2. Implement a Whistleblower Program and Hotline.
3. Undertake an Internal Compliance Review.
4. Undertake Corporate Internal Investigations based on reported or discovered wrongdoing or misdeeds.
Even with a new CEO and Board of Directors, much of the old management and employees will remain in the company. How do we ensure that an independent compliance health check and or an internal investigation is truly transparent and independent?
Conflicts of interests will be a major minefield to navigate. It is tough to expect culprits to admit to wrongdoing. The tendency will be to hide the misdeeds and shred incriminating documents ala the Enron saga. Hence the need for independent outside counsel and financial accountants to undertake compliance health checks and internal investigations.
When choosing outside counsels and financial accountants, conflicts of interests will arise at two levels:
1. Transactional Conflicts of Interests
Existing panels of outside lawyers and financial accountants may have acted in some of the transactions and are thus conflicted from acting due to transactional conflicts of interest.
2. Relational Conflicts of Interests
Existing panels of outside lawyers and financial accountants may have built relationships with the past management of the company and are ethically subject to relational conflicts of interest.
In 2003, the Conference Board issued a report Commission on Public Trust and Private Enterprise – which stated:
In the event an independent investigation is reasonably likely to implicate company executives, the board — not management — should retain special counsel for this investigation.
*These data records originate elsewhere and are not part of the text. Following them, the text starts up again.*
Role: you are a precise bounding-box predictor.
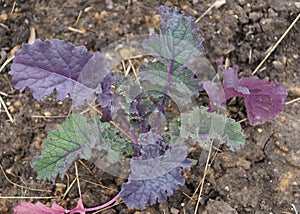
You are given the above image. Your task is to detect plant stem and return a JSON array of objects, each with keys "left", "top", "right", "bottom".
[
  {"left": 84, "top": 193, "right": 120, "bottom": 212},
  {"left": 154, "top": 58, "right": 174, "bottom": 127}
]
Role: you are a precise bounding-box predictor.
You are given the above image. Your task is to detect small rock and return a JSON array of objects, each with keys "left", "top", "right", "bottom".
[
  {"left": 170, "top": 207, "right": 180, "bottom": 214},
  {"left": 13, "top": 100, "right": 22, "bottom": 107},
  {"left": 259, "top": 18, "right": 287, "bottom": 36},
  {"left": 286, "top": 149, "right": 300, "bottom": 167},
  {"left": 159, "top": 201, "right": 170, "bottom": 214},
  {"left": 0, "top": 13, "right": 8, "bottom": 22},
  {"left": 272, "top": 61, "right": 284, "bottom": 70},
  {"left": 236, "top": 159, "right": 251, "bottom": 170},
  {"left": 105, "top": 0, "right": 114, "bottom": 10},
  {"left": 249, "top": 12, "right": 263, "bottom": 22},
  {"left": 203, "top": 199, "right": 238, "bottom": 214}
]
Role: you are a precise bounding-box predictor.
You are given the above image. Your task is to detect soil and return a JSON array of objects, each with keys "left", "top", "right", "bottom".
[{"left": 0, "top": 0, "right": 300, "bottom": 214}]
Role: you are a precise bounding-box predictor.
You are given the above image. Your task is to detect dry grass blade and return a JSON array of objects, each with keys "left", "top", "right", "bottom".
[
  {"left": 0, "top": 56, "right": 15, "bottom": 73},
  {"left": 285, "top": 97, "right": 300, "bottom": 105},
  {"left": 252, "top": 13, "right": 300, "bottom": 75},
  {"left": 0, "top": 164, "right": 51, "bottom": 192},
  {"left": 61, "top": 178, "right": 77, "bottom": 200},
  {"left": 194, "top": 140, "right": 213, "bottom": 214},
  {"left": 92, "top": 199, "right": 123, "bottom": 214},
  {"left": 195, "top": 0, "right": 226, "bottom": 23},
  {"left": 74, "top": 161, "right": 81, "bottom": 198},
  {"left": 0, "top": 95, "right": 15, "bottom": 124}
]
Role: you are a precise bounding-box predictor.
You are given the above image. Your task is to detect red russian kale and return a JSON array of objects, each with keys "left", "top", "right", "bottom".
[
  {"left": 203, "top": 62, "right": 287, "bottom": 125},
  {"left": 10, "top": 39, "right": 115, "bottom": 108}
]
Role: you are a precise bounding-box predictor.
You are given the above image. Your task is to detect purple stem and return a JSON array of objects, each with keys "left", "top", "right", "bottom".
[
  {"left": 84, "top": 193, "right": 120, "bottom": 212},
  {"left": 154, "top": 58, "right": 174, "bottom": 127},
  {"left": 133, "top": 98, "right": 147, "bottom": 133}
]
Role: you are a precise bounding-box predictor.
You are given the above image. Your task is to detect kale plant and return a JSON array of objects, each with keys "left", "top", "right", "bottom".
[{"left": 10, "top": 7, "right": 287, "bottom": 213}]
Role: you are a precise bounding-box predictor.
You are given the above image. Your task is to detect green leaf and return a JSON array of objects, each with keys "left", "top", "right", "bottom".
[
  {"left": 32, "top": 114, "right": 129, "bottom": 181},
  {"left": 143, "top": 7, "right": 203, "bottom": 65},
  {"left": 170, "top": 107, "right": 246, "bottom": 151},
  {"left": 139, "top": 62, "right": 200, "bottom": 103}
]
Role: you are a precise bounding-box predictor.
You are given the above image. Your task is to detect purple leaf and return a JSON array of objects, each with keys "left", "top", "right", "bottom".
[
  {"left": 10, "top": 39, "right": 114, "bottom": 107},
  {"left": 13, "top": 201, "right": 65, "bottom": 214},
  {"left": 13, "top": 198, "right": 85, "bottom": 214},
  {"left": 221, "top": 62, "right": 287, "bottom": 125},
  {"left": 225, "top": 76, "right": 287, "bottom": 125},
  {"left": 120, "top": 144, "right": 191, "bottom": 209},
  {"left": 203, "top": 62, "right": 287, "bottom": 125}
]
Special investigations of company activities that may implicate the conduct of company executives require independence from management. Typically, lawyers and law firms are in the best position to conduct investigations, and care must be taken that these investigations are conducted thoroughly, vigorously, and objectively. It is important, therefore, that investigative counsel be chosen by, and report directly to, the board. To ensure that special counsel’s interests are not aligned with, or influenced by, management, the Commission believes that special counsel should not be one of the corporation’s regular outside counsel or a firm that receives a material amount of revenue from the company.
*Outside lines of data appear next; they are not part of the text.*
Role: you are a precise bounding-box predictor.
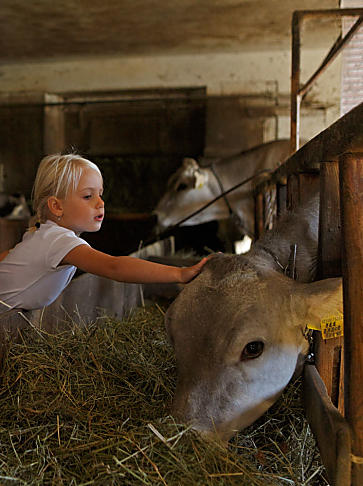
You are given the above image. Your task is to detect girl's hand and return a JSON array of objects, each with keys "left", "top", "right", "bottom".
[{"left": 180, "top": 255, "right": 213, "bottom": 283}]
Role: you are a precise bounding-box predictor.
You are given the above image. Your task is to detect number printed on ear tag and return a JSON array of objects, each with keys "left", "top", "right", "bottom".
[{"left": 320, "top": 315, "right": 344, "bottom": 339}]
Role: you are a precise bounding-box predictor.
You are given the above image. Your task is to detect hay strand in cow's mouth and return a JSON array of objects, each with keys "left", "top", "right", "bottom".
[{"left": 0, "top": 304, "right": 327, "bottom": 486}]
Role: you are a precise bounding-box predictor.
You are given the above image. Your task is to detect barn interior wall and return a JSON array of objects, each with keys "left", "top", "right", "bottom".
[{"left": 0, "top": 46, "right": 340, "bottom": 196}]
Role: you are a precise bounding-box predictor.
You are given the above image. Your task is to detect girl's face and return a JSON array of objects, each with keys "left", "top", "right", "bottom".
[{"left": 57, "top": 168, "right": 105, "bottom": 233}]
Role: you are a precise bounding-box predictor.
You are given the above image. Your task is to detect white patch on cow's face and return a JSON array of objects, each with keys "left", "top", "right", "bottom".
[
  {"left": 166, "top": 257, "right": 342, "bottom": 440},
  {"left": 234, "top": 235, "right": 252, "bottom": 255},
  {"left": 154, "top": 158, "right": 229, "bottom": 229}
]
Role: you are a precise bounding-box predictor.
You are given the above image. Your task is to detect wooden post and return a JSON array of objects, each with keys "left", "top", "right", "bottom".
[
  {"left": 286, "top": 172, "right": 319, "bottom": 211},
  {"left": 255, "top": 192, "right": 264, "bottom": 240},
  {"left": 276, "top": 184, "right": 287, "bottom": 218},
  {"left": 43, "top": 94, "right": 65, "bottom": 154},
  {"left": 314, "top": 161, "right": 344, "bottom": 414},
  {"left": 339, "top": 153, "right": 363, "bottom": 486}
]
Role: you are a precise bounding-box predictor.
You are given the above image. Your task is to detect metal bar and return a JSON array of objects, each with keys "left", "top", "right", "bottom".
[
  {"left": 297, "top": 7, "right": 363, "bottom": 18},
  {"left": 290, "top": 11, "right": 302, "bottom": 153}
]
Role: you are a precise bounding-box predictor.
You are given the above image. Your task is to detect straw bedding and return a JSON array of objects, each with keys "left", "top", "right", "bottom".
[{"left": 0, "top": 304, "right": 328, "bottom": 486}]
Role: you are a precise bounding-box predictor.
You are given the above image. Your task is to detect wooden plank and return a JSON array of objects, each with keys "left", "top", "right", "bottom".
[
  {"left": 314, "top": 161, "right": 344, "bottom": 413},
  {"left": 303, "top": 365, "right": 352, "bottom": 486},
  {"left": 286, "top": 171, "right": 320, "bottom": 211},
  {"left": 257, "top": 103, "right": 363, "bottom": 187},
  {"left": 339, "top": 153, "right": 363, "bottom": 486}
]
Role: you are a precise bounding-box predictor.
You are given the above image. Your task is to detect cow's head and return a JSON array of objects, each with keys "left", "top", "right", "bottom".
[
  {"left": 154, "top": 158, "right": 229, "bottom": 230},
  {"left": 166, "top": 255, "right": 342, "bottom": 440}
]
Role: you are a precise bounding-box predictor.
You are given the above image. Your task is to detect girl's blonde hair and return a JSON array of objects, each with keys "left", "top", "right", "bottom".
[{"left": 30, "top": 154, "right": 101, "bottom": 226}]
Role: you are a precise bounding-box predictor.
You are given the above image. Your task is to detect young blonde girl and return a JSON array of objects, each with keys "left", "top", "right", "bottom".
[{"left": 0, "top": 154, "right": 207, "bottom": 310}]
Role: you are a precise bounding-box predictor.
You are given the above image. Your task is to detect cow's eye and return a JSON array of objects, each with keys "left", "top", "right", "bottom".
[
  {"left": 241, "top": 341, "right": 264, "bottom": 361},
  {"left": 176, "top": 182, "right": 188, "bottom": 192}
]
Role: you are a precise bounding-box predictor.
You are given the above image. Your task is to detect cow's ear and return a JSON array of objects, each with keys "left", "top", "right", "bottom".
[{"left": 297, "top": 278, "right": 343, "bottom": 326}]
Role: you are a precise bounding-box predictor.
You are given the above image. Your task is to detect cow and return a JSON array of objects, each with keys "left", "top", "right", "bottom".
[
  {"left": 165, "top": 197, "right": 342, "bottom": 440},
  {"left": 153, "top": 139, "right": 290, "bottom": 250}
]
While the above statement is applicable to corporate internal investigations where there is no change of CEO or directors, it is even more applicable where a change of corporate leadership has occurred as the new management and board have no historical knowledge of what happened in the company and the remaining management and employees will have an advantage if they are so inclined to hide wrongdoings and misdeeds.
The solution then is to engage truly independent outside counsels and financial accountants free from transactional and relational conflicts of interest to assist in corporate internal investigations and compliance healthchecks.